Output of versioninfo()

Julia Version 1.8.5
Commit 17cfb8e65ea (2023-01-08 06:45 UTC)
Platform Info:
  OS: Linux (x86_64-linux-gnu)
  CPU: 12 × Intel(R) Core(TM) i7-9750H CPU @ 2.60GHz
  WORD_SIZE: 64
  LIBM: libopenlibm
  LLVM: libLLVM-13.0.1 (ORCJIT, skylake)
  Threads: 1 on 12 virtual cores

Christopher Rackauckas · Answer 1 · Tue Nov 28 2023 11:46:57 GMT+0800 (China Standard Time)

Yes, I think a fallback to scalar operations on size 1 would be appropriate. It would be good to make it fast. I don't think anyone looked into that case. It's rather surprising to me that it's giving something so different. There's an allocating generic matmul, and that definitely doesn't need to exist in the size 1 case.

ArneBouillon · Answer 2 · Tue Nov 28 2023 16:29:52 GMT+0800 (China Standard Time)

There has to be some unforeseen effect in the generic phiv_timestep path when using size-1 matrices. It's likely stuck in a loop somewhere for a long time, since it does 18 million allocations totaling many gigabytes.
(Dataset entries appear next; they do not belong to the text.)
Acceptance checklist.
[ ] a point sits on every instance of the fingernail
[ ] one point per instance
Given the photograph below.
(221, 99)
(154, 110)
Perhaps some stopping criterion somewhere was not designed with size-1 in mind, and struggles to be satisfied? Or maybe there is wrap-around somewhere.

ArneBouillon · Answer 3 · Tue Nov 28 2023 17:31:00 GMT+0800 (China Standard Time)

Update: The error seems to stem from the default calculation of tau. For size-1 matrices, the m parameter is set to 1 as well, which gives a tau on the order of 1e-7 on this line.

This tau calculation is derived from Equation 17 in this paper, but seems to have been incorrectly ported to the code. The paper uses the variable m_ave, which "is the average of the input and
maximum allowed size of the Krylov subspace", while the code uses min(10, size(A, 1)). Something similar is going on in Expokit.jl, which uses min(30, size(A, 1)).

The calculation of tau seems very sensitive to this m value. For size 1, the tau calculated is absolutely tiny, and for around 2-4, it is still quite small. After that, it seems to recover to more sensible values. However, I am not confident as to what "the maximum allowed size of the Krylov subspace" indicates exactly. @ChrisRackauckas do you have more insight into where this default value for tau comes from, and why both ExponentialUtilities.jl and Expokit.jl seem to use a different variable as m than the paper suggests?

Christopher Rackauckas · Answer 4 · Tue Nov 28 2023 21:22:21 GMT+0800 (China Standard Time)

We might've gotten it from Expokit. It's worth trying the paper's form instead.

ArneBouillon · Answer 5 · Wed Nov 29 2023 19:17:43 GMT+0800 (China Standard Time)

What would you then take to be "the maximum allowed size of the Krylov subspace"?